Everybody and his or her brother has a list of rules for aspiring writers. These lists are written by a variety of folks, including academics, readers, writers, and editors. They give you the steps you need to succeed in writing, and many of them hint–or even say it outright–that if you fail to follow these rules, you will fail as a writer.
I’m not referring to rules pertaining to the craft of writing, like rarely use anything but “said” with dialogue and don’t modify it with an adverb (“he admonished severely”), use adjectives and exclamation points sparingly, write primarily in active voice, and my favorite (from Elmore Leonard), which I try to follow religiously: “Try to leave out the parts that readers tend to skip.”
I’m referring to lists of arbitrary rules which declare that if you follow them, your success is guaranteed. On arbitrary lists like these, an exception–or two or three–can be found to almost every rule.
For instance, I saw one list that swore that to be a best selling writer, you must write your story quickly, non-stop, and without going back to re-read and revise it until you’ve completed the first draft. There are as many ways to write as there are writers, and certainly, writing quickly works for some writers. In his book On Writing, Stephen King shares that he writes the first drafts of his novels, no matter how long, in three months. But one exception to this rule is Arthur Hailey, who wrote Airport and other best sellers of the sixties and seventies. Hailey worked from a 40-page, single-spaced scene plan and wrote an average of 400 words per day.

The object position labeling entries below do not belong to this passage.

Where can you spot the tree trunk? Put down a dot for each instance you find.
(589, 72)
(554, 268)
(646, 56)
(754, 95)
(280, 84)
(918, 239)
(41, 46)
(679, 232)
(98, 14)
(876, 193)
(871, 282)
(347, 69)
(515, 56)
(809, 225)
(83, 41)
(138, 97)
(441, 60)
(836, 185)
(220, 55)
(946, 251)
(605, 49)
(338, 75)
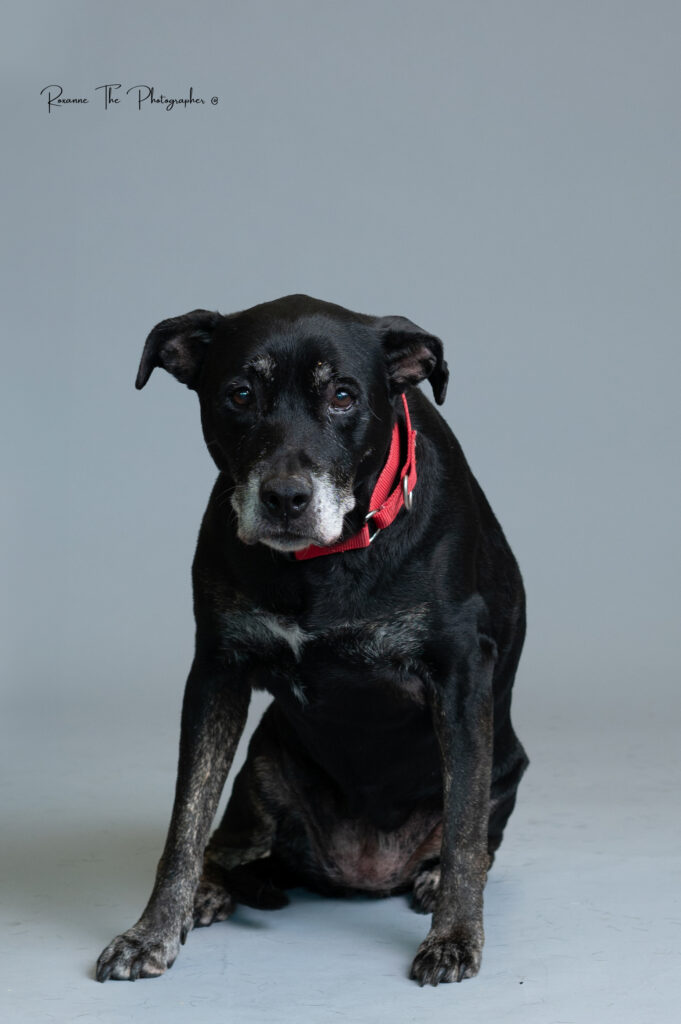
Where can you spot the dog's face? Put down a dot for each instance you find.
(296, 404)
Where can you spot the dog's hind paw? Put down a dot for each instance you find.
(137, 953)
(425, 889)
(447, 958)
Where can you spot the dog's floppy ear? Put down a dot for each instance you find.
(412, 355)
(178, 345)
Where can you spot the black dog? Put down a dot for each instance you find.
(360, 577)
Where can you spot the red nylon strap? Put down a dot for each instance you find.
(385, 504)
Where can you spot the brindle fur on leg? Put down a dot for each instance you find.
(425, 889)
(463, 720)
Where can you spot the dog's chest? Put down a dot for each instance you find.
(383, 645)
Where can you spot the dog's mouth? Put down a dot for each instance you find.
(288, 541)
(284, 519)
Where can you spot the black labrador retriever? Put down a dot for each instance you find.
(348, 563)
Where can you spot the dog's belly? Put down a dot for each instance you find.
(354, 855)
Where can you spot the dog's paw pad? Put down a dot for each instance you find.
(212, 902)
(445, 958)
(136, 954)
(425, 889)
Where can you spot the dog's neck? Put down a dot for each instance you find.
(391, 494)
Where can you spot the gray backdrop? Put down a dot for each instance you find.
(504, 173)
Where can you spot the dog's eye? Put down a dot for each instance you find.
(242, 396)
(341, 400)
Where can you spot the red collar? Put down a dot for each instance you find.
(385, 504)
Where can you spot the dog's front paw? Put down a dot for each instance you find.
(450, 957)
(139, 952)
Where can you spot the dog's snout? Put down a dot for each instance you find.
(286, 497)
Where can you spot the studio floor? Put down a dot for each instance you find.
(583, 908)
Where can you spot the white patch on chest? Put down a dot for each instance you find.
(257, 628)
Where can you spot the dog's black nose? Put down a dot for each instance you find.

Also, consider the source. I saw another list–most likely created by a fan of the genre–about how to write a successful young adult dystopian novel. The list-maker drew comparisons between popular young adult dystopian novels and insisted that to be successful, the writer needed to adhere strictly to those rules. There was even a very specific rule about how to name your main character. The list-maker cited The Hunger Games and other popular novels of the genre as proof that that the list was true. Actually, The Hunger Games is popular because it’s a good story well told. If it had been a crappy story, told poorly, the heroine’s name–or any of the other rules on the list–would not have saved it.
Every writer will develop a method that works for her or him. Going back to the rule about writing the first draft quickly and not looking back until you’re finished–for me this is a disorganized method that may send me down the wrong path and cause me to waste lots of time fixing it in the second draft. In fact, if I go down the wrong rabbit hole early enough in the story, the novel may not be as effective as if I’d put more thought into it and gone back to “fix” things along the way; I would end up with a flawed novel and would have to rewrite the whole thing.
I grow my novels organically, feeling out my characters and my story. For me, that’s the most fun, figuring out who my characters are and discovering their story. I’m a hybrid of a “planner” and a “pantser”–I tend to see my story in chunks, and tend to plan only a few scenes ahead, if that many, and I have only a vague idea of what the scenes will be about before I start writing them. I frequently re-read, revise, and rewrite. Sometimes I cut scenes entirely. Usually, I have the ending in mind before I start writing, but sometimes the ending can change along the way–I had written nearly 25,000 words of my novel-in-progress, a young adult dystopian story (working title Empath), when I changed the planned ending to what I hope will be a better one and will provide a good transition into the second volume of the trilogy.
I have tried some methods on these lists, but I can’t think of one that I’ve been able to adapt successfully. I write the way I write because it works for me. So I’ve developed my own list for writers. It has only two rules:
Ignore lists (except this one); write the way you write.
If you have the urge to follow a list, re-read rule number one again.